Although the study showed a benefit to patients, these results need to be confirmed by a larger study, said Dr. Kohn.
“This really was a small study, with a mixed population of women with [previously untreated] as well as recurrent [USC],” Dr. Kohn explained. “But within those confines, it was positive, and the benefit in overall survival, despite not being the primary endpoint, was certainly provocative.”
A larger phase 3 clinical trial is being planned to confirm the phase 2 results.
HER2 Testing Is Key
Some academic medical centers test for high HER2 levels in endometrial cancer, according to both Drs. Santin and Kohn, but the extent to which such tumor testing is done by community cancer centers and private practices isn’t known.
“We consider [laboratory testing for HER2 in USC] standard of care [at Yale],” Dr. Santin said.
Dr. Kohn thinks there’s room for improvement when it comes to molecular testing in women with USC. “It's done typically in some of the academic centers, but I don't think it is done broadly,” she said.
Uterine serous carcinoma is “a small but severe subset of endometrial cancer” that frequently displays high levels of HER2, and the preliminary data from the study strongly suggest that all women diagnosed with USC should be tested, said Dr. Kohn.
In breast cancer and gastric cancer, HER2 is a negative prognostic biomarker, “meaning patients with [high HER2 levels on their tumors] usually have worse outcomes,” Dr.

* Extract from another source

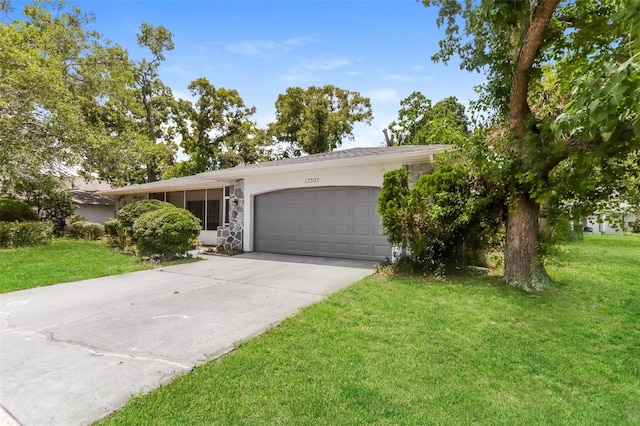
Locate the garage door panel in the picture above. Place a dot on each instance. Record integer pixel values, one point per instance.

Kohn said. “But in breast cancer and gastric cancer, it's also a positive predictive sign, meaning that if you treat the cancer with a HER2-targeted regimen, you may be able to [improve how long patients live].”
This study suggests the same may be true for this aggressive subtype of endometrial cancer.

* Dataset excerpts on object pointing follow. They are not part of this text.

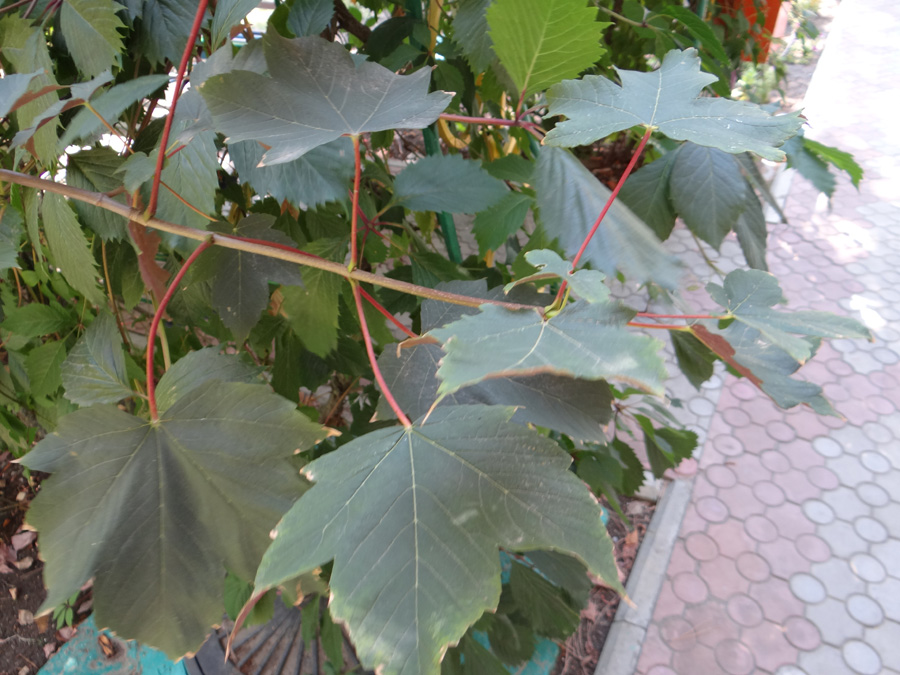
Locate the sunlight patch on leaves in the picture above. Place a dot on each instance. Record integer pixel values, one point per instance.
(414, 529)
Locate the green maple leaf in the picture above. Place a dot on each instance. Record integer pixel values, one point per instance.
(240, 280)
(91, 29)
(541, 42)
(156, 512)
(668, 100)
(575, 407)
(584, 340)
(316, 93)
(750, 296)
(413, 519)
(94, 371)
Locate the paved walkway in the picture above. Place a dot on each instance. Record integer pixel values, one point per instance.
(788, 559)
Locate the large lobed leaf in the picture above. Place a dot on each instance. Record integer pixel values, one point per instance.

“So that's an important step forward that we want to confirm,” she said.
Dr. Santin explained that doctors look at several proteins on the tumor to diagnose USC, but none of those proteins change how the cancer is treated.
Adding a HER2 test to the diagnostic workup may have a huge impact for the patient because it may open up a new treatment that could extend their overall survival, he concluded.